The Anti-Bullying Alliance (ABA) is a unique organisation made up of 67 members, all of whom have personal experience of tackling bullying, and providing support for children and young people who have suffered, writes Esther Rantzen.
Bullying campaigns have hitherto focused on schools
I feel very honoured to be president of the ABA, and I believe that this year's theme for Anti-Bullying Week of "bullying in the community" is particularly vital and timely for our children.
In the past we have concentrated, as a society, on bullying which occurs in schools.
After all, that is where it has always been most obvious. It is also the place where many young people spend much of their lives.
And some of the actions taken in schools can help deal with bullying outside the school gates.
For example, the power of head teachers to confiscate mobile phones when they are viciously misused in cases of cyber bullying can be extremely effective.
However, this cannot just be left as the responsibility of schools alone.
Everyone in the community has a role to play in keeping children and young people safe wherever they are.
That's why this year's slogan for Anti-Bullying Week 2007 is "safer together, safer wherever".
Every school is at the heart of its community, and sometimes bullying spills into and out of the school buildings.
Knowing this, and because bullying outside school has not been studied or researched by ABA before, we commissioned researchers BMRB to conduct a special survey of children and young people to give us an insight into bullying as it affects the rest of their lives.
The survey questioned 1,078 seven to 18-year-olds and found that a significant proportion - 35% - had been bullied in the community; meaning one in three had suffered this damaging experience.
Where does it occur?
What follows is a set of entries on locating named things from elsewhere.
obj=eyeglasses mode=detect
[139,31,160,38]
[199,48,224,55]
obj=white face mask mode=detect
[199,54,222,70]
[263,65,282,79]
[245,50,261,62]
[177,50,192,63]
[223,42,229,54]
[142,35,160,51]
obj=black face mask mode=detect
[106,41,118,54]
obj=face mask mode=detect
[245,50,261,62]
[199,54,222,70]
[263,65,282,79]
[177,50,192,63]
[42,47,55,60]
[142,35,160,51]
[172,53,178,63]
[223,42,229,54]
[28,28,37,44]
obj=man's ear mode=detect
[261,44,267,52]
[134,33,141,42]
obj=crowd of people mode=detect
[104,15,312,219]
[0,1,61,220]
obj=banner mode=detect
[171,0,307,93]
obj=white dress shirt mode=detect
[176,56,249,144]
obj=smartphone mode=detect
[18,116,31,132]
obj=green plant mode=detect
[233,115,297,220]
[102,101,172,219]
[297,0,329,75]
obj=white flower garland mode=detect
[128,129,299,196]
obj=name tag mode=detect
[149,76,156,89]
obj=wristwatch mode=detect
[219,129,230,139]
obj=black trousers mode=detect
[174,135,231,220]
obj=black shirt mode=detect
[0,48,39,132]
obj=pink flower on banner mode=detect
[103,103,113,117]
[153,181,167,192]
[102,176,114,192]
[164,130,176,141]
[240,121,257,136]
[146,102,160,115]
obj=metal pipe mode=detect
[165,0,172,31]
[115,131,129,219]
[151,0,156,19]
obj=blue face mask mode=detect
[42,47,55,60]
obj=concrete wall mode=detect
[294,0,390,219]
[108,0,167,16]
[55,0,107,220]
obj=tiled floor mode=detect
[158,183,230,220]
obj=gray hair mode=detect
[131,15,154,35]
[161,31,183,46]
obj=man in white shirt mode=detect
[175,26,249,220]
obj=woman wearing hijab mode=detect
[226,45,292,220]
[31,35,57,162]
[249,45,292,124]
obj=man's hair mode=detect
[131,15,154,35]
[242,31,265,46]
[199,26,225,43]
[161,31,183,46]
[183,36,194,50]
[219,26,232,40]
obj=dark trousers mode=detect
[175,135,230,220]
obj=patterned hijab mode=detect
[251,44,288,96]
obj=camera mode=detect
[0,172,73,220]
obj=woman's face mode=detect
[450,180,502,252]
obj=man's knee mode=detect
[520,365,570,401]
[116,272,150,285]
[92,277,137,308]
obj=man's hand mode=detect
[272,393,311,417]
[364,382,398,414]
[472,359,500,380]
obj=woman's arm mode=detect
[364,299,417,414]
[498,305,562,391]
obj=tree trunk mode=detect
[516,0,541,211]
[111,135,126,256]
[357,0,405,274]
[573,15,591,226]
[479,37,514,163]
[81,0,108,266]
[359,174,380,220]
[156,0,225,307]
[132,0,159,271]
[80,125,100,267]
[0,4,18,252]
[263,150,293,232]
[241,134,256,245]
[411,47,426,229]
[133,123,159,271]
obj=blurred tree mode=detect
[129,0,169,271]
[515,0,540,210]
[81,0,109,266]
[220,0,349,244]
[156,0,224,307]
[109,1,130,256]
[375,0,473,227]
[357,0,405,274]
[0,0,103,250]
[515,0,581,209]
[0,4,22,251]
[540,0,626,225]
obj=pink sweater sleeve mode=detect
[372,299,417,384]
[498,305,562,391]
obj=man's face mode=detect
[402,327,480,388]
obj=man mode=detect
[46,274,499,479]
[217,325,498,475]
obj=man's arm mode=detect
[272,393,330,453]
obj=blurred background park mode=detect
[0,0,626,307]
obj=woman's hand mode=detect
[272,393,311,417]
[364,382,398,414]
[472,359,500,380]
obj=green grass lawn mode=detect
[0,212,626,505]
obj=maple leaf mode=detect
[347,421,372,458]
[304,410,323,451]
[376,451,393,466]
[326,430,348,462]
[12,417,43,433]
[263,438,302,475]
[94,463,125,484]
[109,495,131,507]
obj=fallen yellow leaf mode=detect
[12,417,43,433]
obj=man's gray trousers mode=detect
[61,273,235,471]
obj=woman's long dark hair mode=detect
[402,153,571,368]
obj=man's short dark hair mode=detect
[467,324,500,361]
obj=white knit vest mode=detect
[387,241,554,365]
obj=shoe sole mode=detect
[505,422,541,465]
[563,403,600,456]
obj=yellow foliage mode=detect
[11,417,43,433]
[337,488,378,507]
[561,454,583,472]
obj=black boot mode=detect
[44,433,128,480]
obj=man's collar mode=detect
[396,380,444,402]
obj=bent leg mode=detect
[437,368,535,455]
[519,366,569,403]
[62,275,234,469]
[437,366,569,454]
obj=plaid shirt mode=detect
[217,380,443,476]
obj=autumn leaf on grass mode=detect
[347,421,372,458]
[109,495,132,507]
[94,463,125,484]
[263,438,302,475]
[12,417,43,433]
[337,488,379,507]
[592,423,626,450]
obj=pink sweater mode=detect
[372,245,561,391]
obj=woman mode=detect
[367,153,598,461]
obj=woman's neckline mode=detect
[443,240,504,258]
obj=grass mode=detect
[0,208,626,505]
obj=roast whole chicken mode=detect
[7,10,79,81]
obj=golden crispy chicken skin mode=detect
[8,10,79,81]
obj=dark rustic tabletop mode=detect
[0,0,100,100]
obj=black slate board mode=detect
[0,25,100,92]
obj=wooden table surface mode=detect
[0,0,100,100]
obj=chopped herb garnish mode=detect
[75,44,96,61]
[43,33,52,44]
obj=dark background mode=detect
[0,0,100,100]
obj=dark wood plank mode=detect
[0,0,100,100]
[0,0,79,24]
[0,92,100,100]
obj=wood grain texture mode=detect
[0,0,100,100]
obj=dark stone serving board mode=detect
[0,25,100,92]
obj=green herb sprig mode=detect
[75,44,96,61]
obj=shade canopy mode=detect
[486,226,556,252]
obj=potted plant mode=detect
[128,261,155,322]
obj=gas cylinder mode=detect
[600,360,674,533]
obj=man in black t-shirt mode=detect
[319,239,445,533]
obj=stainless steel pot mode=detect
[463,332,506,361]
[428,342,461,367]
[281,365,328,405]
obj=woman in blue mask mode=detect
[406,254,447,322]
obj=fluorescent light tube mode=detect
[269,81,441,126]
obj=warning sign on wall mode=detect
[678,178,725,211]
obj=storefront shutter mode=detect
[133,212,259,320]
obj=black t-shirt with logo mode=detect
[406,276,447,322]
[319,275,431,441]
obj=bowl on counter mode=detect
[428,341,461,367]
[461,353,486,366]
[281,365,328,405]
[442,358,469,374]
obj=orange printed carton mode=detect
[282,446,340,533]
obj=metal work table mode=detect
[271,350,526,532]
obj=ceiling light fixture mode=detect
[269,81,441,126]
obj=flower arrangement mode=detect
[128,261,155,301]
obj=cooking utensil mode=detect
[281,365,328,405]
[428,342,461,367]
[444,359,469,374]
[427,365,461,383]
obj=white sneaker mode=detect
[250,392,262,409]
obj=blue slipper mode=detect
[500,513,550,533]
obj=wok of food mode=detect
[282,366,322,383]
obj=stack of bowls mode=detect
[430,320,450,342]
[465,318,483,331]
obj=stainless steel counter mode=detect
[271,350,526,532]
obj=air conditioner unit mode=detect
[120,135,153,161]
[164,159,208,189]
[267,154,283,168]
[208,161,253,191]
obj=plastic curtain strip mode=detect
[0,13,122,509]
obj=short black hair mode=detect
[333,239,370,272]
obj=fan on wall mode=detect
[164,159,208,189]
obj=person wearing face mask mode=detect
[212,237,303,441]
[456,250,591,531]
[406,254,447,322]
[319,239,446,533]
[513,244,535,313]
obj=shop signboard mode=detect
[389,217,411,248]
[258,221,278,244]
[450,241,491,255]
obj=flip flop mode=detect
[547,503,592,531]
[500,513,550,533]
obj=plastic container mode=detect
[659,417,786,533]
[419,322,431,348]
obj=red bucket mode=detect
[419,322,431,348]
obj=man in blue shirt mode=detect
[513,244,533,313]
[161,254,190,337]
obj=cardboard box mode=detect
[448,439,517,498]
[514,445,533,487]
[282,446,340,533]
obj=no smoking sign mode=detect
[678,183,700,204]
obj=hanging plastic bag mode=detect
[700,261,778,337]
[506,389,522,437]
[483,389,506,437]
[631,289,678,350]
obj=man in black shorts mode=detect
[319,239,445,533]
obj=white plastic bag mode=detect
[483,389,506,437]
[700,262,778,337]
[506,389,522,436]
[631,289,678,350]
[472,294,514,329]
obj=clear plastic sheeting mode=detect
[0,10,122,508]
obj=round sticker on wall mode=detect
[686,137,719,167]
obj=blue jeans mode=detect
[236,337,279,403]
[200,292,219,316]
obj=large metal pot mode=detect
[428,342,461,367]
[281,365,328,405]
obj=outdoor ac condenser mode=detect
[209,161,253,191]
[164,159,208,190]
The most common place is on the street, (16%).
When? During their journey to and from school, and in the park.
But, of course, cyber bullying is no respecter of time or place.
It can follow children anywhere, at the bus stop or on the bus, or even in their own homes, or that place of safety, their bedrooms.
Many children report how concerned they are about bullying via text or email, and how it can haunt their lives.
How do we protect them effectively, and offer them strategies so that they can protect themselves?
The first step is to encourage them to talk about it.
We know, for instance, that some young people are pressured into joining gangs, maybe even being forced to take part in crimes, but dare not ask for help.
Bullying can occur in a park
We know that children are being robbed of their dinner money, or suffering the humiliation of seeing abuse and insults posted about them on the internet.
But they keep these incidents to themselves, for fear of reprisals.
We know that malevolent text messages can make a child's life misery, but that too often they stay silent.
We need to remain vigilant, and watch out for the child who seems suddenly withdrawn and unhappy.
In other words, if we are to combat bullying in the community effectively, we all need to act together as a community, only then can we keep children safe, wherever they are.
We need to ensure that they know of the help available, for example, from the many organizations which are part of ABA, including the confidential helpline, ChildLine, (0800 1111), which can offer one-to-one advice and support.